Yanagisawa Naoki, Takayama Naohide, Suganuma Akihiko
Department of Infectious Diseases, Tokyo Metropolitan Komagome Hospital.
Kansenshogaku Zasshi. 2009 Jan;83(1):7-11. doi: 10.11150/kansenshogakuzasshi.83.7.
The wide spread use of Diphteria-Pertussis-Tetanus (DPT) vaccination has made pertussis rare among infants, but reports have noted the rise in adult pertussis in the United States and in Japan. Adult pertussis vaccination in the US has been approved and is becoming widely disseminated, but not in Japan, where only way to prevent adult pertussis is vaccination using infantile DPT vaccine.

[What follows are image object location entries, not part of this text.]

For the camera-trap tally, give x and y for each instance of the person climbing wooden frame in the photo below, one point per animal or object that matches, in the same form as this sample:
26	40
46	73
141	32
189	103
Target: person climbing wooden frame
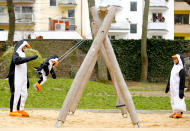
87	66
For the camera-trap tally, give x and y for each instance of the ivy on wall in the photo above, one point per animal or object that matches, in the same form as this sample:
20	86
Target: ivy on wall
128	53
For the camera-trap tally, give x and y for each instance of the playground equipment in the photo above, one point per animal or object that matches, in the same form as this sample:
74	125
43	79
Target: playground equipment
101	45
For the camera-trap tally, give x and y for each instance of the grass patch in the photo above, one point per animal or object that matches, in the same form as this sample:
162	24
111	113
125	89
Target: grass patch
96	96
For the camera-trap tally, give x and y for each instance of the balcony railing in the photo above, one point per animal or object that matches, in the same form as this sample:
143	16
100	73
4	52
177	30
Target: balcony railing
24	18
157	26
4	18
21	18
158	4
182	28
64	3
17	1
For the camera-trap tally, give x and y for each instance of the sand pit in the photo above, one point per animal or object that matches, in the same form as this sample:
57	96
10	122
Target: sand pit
84	119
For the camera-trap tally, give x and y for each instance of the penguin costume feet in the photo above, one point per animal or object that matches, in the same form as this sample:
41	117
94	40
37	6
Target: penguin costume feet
23	113
15	114
37	86
176	116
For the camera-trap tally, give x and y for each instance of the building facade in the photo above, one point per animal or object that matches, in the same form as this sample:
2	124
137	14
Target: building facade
182	20
129	18
46	19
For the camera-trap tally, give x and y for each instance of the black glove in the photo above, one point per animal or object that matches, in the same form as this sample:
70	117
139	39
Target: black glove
33	57
181	94
167	89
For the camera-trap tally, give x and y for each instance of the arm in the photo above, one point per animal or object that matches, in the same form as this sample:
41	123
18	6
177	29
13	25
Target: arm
168	86
182	83
45	67
20	60
53	73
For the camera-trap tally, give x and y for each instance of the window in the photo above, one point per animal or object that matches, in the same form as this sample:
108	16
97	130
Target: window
23	9
53	3
71	13
133	28
157	37
2	8
157	17
181	19
112	37
133	6
179	38
27	9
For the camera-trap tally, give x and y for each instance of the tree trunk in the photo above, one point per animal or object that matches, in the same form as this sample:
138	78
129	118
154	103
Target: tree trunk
144	57
11	22
102	69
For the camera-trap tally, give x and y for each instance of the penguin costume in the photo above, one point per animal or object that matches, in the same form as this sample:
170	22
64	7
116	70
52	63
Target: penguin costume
18	79
176	85
44	69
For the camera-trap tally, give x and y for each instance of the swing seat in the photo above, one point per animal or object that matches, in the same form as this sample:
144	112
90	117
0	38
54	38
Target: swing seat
120	105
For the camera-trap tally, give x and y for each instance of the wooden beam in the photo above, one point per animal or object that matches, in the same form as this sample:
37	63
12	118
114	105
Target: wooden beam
92	53
126	96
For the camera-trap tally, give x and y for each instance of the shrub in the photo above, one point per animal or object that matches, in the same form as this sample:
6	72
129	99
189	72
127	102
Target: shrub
5	61
128	53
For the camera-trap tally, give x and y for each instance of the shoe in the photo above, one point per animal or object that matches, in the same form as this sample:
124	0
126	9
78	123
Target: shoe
171	116
37	86
16	114
23	113
177	116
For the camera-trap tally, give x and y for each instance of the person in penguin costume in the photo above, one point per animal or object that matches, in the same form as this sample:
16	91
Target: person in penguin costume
44	69
18	79
176	85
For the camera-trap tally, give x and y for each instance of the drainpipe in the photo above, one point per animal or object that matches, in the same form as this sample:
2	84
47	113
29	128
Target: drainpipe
81	18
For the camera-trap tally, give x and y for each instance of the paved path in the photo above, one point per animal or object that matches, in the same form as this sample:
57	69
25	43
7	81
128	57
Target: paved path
154	93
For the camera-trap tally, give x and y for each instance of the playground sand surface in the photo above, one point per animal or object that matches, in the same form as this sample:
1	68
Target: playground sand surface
90	120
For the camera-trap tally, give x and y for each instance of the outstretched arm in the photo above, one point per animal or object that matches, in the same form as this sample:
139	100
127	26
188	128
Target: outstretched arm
53	73
20	60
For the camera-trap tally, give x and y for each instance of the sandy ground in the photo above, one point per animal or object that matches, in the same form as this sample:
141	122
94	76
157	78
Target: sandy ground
84	119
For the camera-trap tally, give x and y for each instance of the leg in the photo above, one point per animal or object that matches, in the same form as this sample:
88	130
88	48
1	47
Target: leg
24	95
42	80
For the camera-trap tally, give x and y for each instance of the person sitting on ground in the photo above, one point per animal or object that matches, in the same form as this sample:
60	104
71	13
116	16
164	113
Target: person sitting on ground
44	69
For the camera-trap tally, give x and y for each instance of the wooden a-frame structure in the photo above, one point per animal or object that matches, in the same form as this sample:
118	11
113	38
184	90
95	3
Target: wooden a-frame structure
101	45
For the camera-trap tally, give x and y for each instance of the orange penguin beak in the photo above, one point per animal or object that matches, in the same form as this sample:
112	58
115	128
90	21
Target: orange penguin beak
175	59
56	63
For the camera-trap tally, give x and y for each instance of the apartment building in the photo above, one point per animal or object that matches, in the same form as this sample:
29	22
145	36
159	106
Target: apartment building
182	20
129	18
47	19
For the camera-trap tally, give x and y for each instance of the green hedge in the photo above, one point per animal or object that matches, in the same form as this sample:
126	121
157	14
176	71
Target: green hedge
128	53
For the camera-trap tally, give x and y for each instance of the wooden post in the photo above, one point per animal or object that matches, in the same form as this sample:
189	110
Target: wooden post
92	53
126	96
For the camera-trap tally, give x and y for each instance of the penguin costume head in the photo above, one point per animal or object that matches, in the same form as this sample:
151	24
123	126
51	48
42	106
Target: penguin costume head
21	45
53	60
178	60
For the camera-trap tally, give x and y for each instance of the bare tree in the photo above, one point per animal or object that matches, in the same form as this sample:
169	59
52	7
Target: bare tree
11	22
144	57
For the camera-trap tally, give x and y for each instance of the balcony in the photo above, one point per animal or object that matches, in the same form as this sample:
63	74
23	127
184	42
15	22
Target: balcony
160	27
4	19
67	3
182	28
20	1
24	18
63	24
21	18
158	5
119	28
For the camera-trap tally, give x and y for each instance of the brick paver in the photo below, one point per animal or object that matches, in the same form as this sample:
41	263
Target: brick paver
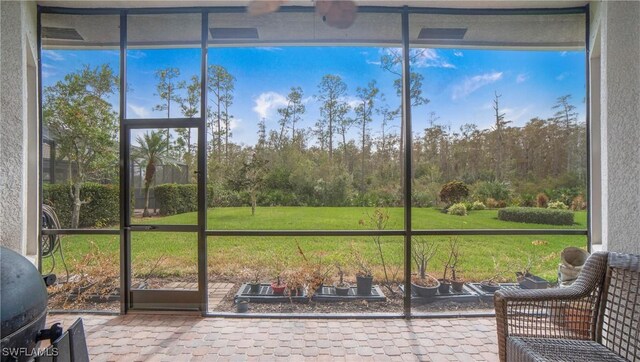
176	338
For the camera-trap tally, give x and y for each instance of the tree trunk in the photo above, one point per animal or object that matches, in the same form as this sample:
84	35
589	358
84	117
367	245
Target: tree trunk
253	203
77	203
147	188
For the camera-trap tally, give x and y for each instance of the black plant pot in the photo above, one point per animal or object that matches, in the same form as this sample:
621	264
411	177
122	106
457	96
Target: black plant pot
364	285
254	288
445	287
342	291
425	292
457	285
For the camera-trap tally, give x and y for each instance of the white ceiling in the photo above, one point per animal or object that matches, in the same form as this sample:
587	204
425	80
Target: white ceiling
494	4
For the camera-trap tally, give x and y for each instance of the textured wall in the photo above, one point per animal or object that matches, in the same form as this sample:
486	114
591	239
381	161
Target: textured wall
17	24
620	115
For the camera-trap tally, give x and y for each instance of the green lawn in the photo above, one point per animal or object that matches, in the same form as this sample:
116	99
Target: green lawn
228	257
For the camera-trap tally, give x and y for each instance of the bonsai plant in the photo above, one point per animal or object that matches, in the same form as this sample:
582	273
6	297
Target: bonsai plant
254	276
342	288
491	284
445	283
423	284
364	276
456	283
278	286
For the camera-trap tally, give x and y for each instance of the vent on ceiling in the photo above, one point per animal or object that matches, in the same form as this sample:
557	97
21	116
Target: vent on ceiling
234	33
60	33
442	33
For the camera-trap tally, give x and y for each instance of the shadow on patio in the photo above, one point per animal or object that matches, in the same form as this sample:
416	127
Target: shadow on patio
191	338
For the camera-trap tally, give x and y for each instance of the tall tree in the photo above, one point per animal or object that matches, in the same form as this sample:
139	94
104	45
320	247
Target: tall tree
84	124
566	116
498	128
167	89
152	151
333	107
291	114
190	106
364	111
221	85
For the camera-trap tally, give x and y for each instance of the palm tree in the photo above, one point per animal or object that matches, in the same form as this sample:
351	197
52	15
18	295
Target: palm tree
152	150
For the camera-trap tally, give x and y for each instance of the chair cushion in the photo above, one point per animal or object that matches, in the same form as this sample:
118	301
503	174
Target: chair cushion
553	349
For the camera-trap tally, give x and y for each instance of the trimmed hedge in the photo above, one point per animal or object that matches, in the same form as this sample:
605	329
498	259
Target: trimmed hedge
176	199
180	198
533	215
103	209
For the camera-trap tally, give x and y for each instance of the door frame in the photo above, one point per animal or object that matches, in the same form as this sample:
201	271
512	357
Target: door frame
170	300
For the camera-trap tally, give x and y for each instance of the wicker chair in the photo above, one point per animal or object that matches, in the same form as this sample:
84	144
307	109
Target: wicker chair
595	319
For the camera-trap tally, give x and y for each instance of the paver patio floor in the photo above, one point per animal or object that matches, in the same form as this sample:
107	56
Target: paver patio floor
190	338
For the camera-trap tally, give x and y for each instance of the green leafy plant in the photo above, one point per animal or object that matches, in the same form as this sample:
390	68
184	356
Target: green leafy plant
559	205
536	215
454	192
458	209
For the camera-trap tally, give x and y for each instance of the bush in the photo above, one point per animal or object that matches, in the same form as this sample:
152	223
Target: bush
477	205
102	210
559	205
176	199
542	200
454	192
497	190
578	203
458	209
536	215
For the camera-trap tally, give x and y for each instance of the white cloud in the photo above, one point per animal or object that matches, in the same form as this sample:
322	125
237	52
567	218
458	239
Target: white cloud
268	102
139	111
521	78
429	58
474	83
136	54
421	58
52	55
269	49
514	114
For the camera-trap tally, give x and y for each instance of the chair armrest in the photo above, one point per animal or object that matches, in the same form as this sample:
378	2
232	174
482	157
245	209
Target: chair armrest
567	313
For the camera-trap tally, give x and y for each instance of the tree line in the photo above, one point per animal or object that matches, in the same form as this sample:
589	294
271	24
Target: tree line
319	165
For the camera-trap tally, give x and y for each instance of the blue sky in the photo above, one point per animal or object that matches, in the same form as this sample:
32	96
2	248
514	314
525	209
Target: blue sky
460	84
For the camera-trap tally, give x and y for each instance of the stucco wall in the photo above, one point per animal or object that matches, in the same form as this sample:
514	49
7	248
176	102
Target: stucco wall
17	50
619	32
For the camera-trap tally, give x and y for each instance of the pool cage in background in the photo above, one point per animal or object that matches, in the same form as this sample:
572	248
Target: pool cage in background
572	22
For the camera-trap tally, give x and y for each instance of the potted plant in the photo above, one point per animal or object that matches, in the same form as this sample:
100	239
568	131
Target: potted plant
445	283
342	288
457	283
491	284
526	280
254	280
278	286
364	276
423	284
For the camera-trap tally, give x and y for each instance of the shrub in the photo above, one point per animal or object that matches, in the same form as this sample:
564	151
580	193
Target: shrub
176	199
557	205
542	200
454	192
477	205
536	215
457	209
578	203
491	203
497	190
102	209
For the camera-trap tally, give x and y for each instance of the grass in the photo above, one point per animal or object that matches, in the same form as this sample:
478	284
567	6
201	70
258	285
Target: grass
175	254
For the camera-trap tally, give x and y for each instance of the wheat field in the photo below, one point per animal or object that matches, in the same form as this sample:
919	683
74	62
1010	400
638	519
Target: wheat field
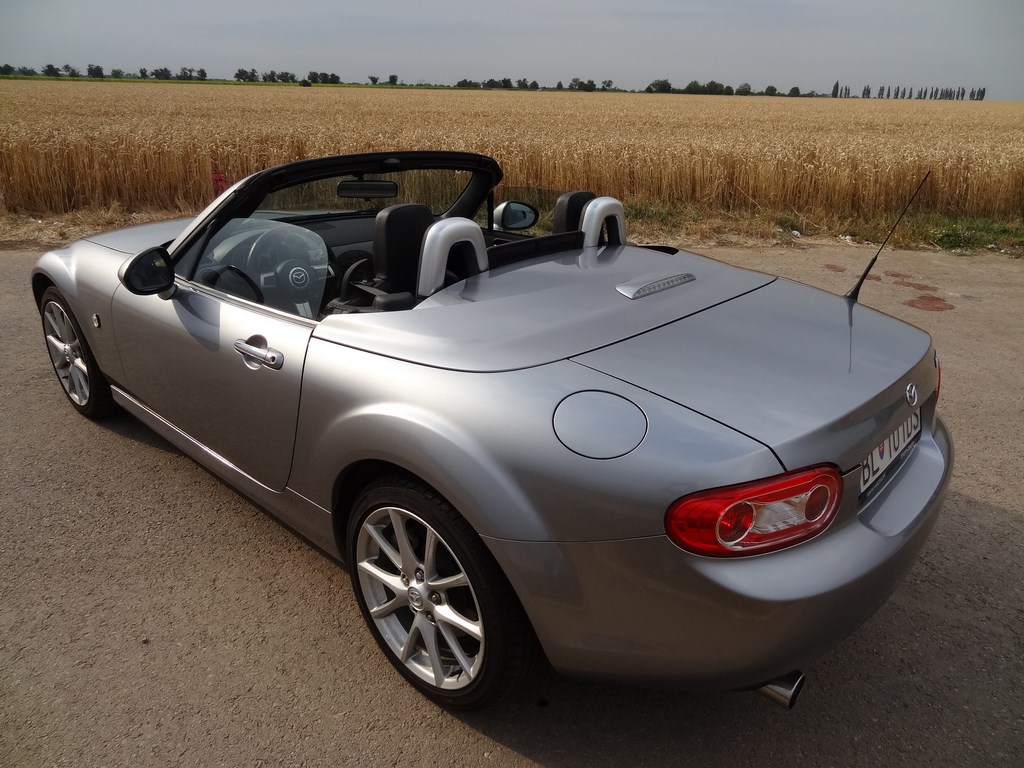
73	145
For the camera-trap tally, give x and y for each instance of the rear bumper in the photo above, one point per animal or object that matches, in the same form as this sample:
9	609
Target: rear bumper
644	611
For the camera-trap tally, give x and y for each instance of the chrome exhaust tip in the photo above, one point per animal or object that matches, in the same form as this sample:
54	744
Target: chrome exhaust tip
784	690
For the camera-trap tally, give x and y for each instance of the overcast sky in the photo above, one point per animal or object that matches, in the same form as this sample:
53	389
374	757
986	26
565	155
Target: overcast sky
807	43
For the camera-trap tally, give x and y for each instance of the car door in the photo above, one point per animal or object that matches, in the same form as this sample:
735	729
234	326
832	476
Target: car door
220	365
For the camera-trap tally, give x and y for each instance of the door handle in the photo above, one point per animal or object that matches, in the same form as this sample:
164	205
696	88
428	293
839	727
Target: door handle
259	355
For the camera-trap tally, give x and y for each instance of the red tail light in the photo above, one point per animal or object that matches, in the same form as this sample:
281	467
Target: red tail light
756	517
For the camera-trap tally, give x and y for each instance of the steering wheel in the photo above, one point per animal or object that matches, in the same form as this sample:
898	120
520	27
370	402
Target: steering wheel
282	259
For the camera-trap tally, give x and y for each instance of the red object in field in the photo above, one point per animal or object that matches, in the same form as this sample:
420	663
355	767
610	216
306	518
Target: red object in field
219	182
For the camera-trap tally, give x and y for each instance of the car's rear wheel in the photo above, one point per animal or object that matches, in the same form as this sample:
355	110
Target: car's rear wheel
433	597
77	371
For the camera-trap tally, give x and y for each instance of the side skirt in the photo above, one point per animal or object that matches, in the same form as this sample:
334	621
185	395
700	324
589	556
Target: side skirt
308	519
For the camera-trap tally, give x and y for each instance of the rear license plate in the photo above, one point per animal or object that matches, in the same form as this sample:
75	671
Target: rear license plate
889	451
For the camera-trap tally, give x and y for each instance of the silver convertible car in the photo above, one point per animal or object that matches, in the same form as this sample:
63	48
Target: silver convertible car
520	432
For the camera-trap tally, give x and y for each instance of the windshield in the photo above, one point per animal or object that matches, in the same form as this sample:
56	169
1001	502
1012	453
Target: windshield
437	188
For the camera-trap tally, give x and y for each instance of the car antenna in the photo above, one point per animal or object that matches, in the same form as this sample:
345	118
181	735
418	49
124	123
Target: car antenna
855	293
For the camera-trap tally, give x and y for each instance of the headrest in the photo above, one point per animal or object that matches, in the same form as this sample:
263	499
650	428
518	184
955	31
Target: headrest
398	235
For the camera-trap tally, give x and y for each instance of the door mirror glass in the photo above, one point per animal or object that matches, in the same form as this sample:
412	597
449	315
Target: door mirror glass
150	272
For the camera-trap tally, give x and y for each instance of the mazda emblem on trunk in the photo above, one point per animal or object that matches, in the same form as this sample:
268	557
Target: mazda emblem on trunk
911	395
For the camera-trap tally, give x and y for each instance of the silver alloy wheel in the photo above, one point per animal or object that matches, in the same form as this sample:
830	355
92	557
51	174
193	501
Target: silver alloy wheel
67	353
420	598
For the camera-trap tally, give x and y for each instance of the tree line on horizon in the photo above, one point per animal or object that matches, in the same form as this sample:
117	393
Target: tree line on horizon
712	87
932	92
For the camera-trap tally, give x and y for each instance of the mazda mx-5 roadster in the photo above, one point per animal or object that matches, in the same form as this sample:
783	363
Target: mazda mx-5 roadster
519	432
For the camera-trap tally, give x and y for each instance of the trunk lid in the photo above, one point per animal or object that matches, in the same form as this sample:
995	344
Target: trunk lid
546	309
799	370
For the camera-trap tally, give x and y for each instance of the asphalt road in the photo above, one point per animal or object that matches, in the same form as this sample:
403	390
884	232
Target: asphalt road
150	615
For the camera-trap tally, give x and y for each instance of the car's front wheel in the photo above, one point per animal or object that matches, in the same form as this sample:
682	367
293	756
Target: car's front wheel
73	361
433	598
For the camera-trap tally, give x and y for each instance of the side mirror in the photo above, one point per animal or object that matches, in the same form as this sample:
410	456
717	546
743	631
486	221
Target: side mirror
150	272
514	215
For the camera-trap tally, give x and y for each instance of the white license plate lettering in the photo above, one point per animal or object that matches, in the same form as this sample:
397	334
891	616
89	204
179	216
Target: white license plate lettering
888	451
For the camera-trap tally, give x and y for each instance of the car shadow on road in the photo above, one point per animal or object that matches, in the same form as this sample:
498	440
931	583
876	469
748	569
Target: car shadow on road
930	679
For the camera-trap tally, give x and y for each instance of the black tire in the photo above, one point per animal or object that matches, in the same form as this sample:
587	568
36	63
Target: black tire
76	369
453	627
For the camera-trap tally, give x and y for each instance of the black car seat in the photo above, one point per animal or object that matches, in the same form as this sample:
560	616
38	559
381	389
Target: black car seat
568	210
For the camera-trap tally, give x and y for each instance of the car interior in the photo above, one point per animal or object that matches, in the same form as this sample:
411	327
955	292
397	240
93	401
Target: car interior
302	252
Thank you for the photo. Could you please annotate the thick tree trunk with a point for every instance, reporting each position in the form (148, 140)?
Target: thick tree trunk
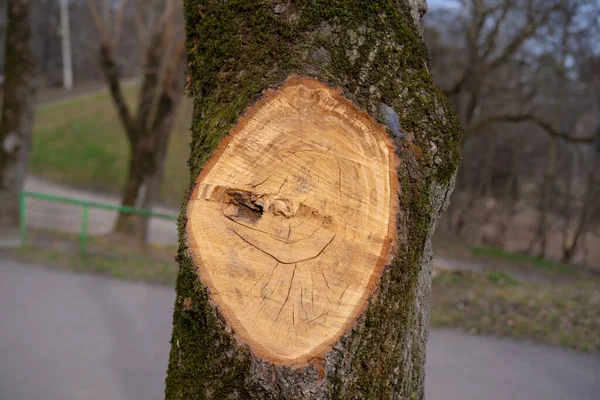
(322, 158)
(17, 116)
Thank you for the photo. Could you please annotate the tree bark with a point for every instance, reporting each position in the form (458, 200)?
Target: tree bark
(243, 57)
(17, 116)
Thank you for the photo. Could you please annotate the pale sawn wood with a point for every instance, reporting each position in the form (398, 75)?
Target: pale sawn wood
(293, 218)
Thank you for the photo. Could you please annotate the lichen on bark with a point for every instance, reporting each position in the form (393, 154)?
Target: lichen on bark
(373, 52)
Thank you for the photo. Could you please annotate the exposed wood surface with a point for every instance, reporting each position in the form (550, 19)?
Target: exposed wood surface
(293, 218)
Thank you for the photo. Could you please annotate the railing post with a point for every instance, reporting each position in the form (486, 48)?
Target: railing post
(22, 217)
(83, 234)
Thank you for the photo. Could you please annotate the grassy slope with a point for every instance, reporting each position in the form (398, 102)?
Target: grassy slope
(81, 143)
(566, 314)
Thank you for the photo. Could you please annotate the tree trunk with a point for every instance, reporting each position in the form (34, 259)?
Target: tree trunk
(322, 157)
(17, 116)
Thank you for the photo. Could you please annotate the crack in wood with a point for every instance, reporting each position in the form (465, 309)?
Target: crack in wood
(277, 259)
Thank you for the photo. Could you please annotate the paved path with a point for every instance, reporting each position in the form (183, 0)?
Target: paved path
(67, 218)
(83, 337)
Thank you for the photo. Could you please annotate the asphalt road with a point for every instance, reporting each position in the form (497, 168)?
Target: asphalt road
(66, 336)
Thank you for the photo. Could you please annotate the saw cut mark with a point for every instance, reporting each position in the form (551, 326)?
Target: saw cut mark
(293, 218)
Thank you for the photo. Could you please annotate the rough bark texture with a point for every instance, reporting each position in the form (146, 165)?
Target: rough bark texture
(17, 114)
(373, 52)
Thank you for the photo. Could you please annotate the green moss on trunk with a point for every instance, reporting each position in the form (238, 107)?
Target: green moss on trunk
(372, 50)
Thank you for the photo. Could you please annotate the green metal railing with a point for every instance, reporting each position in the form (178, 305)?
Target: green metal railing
(85, 205)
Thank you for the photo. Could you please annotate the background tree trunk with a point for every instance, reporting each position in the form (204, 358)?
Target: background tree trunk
(17, 115)
(373, 53)
(148, 129)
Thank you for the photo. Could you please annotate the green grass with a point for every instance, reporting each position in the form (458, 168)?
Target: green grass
(111, 256)
(515, 258)
(81, 143)
(494, 303)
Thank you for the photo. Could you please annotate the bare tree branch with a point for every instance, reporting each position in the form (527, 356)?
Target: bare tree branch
(520, 118)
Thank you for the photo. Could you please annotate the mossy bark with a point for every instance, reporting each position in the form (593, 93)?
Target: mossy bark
(373, 51)
(17, 115)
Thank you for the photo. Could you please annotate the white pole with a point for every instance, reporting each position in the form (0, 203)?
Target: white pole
(65, 35)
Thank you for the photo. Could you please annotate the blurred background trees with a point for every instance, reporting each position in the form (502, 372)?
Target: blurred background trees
(523, 75)
(17, 115)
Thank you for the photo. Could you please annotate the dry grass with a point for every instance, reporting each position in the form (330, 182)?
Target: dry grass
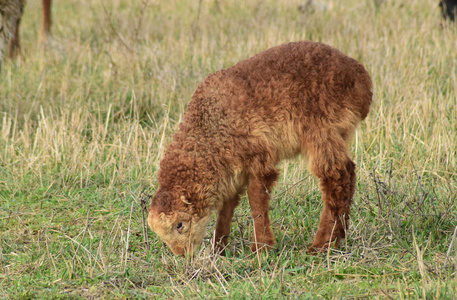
(85, 121)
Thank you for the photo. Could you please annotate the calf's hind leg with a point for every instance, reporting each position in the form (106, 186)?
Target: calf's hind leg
(259, 200)
(330, 162)
(224, 220)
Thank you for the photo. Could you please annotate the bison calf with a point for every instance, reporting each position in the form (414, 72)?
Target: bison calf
(298, 98)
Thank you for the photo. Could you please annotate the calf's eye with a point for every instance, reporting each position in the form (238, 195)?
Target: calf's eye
(179, 227)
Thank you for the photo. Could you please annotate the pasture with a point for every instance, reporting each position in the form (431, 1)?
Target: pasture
(85, 120)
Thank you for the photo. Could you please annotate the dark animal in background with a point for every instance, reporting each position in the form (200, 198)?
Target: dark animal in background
(11, 13)
(448, 9)
(298, 98)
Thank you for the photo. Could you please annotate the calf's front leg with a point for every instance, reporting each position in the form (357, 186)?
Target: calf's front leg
(224, 219)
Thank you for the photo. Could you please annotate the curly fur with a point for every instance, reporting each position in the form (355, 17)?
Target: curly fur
(10, 17)
(298, 98)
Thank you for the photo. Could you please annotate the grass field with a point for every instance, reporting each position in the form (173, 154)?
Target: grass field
(85, 120)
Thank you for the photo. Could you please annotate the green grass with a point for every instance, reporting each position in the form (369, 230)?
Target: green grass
(85, 120)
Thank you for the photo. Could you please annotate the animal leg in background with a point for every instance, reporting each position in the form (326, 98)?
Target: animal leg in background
(15, 43)
(330, 162)
(223, 223)
(259, 200)
(14, 20)
(45, 32)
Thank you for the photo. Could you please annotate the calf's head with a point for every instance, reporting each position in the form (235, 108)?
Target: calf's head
(176, 221)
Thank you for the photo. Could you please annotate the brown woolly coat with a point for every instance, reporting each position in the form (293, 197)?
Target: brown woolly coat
(297, 98)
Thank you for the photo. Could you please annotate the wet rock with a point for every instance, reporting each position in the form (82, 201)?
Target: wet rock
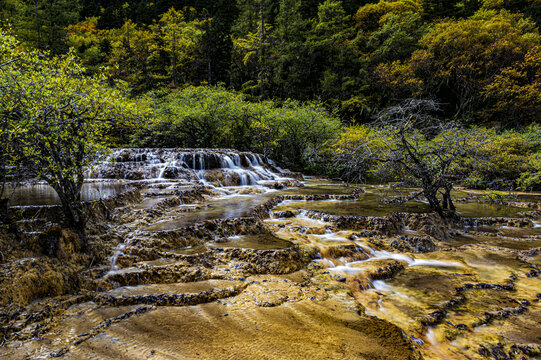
(413, 244)
(498, 221)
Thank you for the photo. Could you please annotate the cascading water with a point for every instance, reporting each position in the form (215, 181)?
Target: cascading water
(219, 167)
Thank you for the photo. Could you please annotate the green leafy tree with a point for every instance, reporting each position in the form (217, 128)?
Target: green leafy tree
(42, 23)
(180, 40)
(61, 118)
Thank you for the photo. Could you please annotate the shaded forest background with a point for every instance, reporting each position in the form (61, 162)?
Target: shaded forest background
(299, 80)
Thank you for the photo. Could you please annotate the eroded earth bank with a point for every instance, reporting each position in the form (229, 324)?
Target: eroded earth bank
(220, 254)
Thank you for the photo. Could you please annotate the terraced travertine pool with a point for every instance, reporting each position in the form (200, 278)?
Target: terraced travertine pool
(303, 278)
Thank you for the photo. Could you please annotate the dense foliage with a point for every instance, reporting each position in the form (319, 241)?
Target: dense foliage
(214, 117)
(55, 120)
(297, 80)
(479, 58)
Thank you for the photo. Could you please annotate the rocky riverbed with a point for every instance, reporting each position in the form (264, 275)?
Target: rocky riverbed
(314, 270)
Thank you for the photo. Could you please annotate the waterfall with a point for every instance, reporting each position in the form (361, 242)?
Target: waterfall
(218, 167)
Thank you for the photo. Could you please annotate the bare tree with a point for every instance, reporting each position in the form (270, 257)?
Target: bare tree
(414, 142)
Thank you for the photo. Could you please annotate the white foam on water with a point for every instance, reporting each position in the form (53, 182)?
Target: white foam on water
(347, 269)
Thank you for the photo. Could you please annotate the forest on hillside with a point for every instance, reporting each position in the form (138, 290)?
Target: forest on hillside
(300, 81)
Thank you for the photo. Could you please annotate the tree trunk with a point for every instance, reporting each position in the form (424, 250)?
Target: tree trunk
(69, 193)
(4, 211)
(433, 201)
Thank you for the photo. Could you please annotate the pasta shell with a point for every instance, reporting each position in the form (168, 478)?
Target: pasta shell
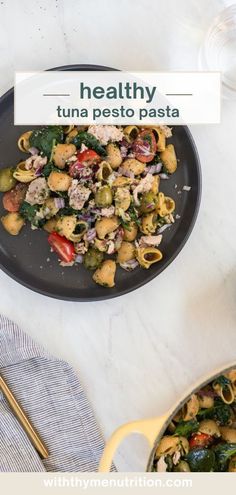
(104, 171)
(147, 256)
(23, 175)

Reducing the Japanese DPT vaccine dose to 0.2 mL in the hope of minimizing adverse events, we studied its efficacy and safety. We nearly equalized diphteria and tetanus antigenic titers to a 0.1 mL dose of diphteria-tetanus bivalent vaccine--the booster dose regularly used in Japan--containing anti-FHA antibody titers similar to effective pertussis vaccines approved in the US. Subjects were 30 healthy volunteers who gave oral and written consent, testing anti-PT and anti-FHA antibody titers 4 weeks after vaccination. Of the 30, 29 showed a titer increase. Anti-tetanus toxoid titers tested showed increased titers in 28 subjects, the remaining 2 assumed to not have undergone previous tetanus vaccination. The incidence of local adverse effects was higher in adults than in children, but none were serious. A Japanese DPT vaccine dose of 0.2 mL thus proved effective against pertussis in adults.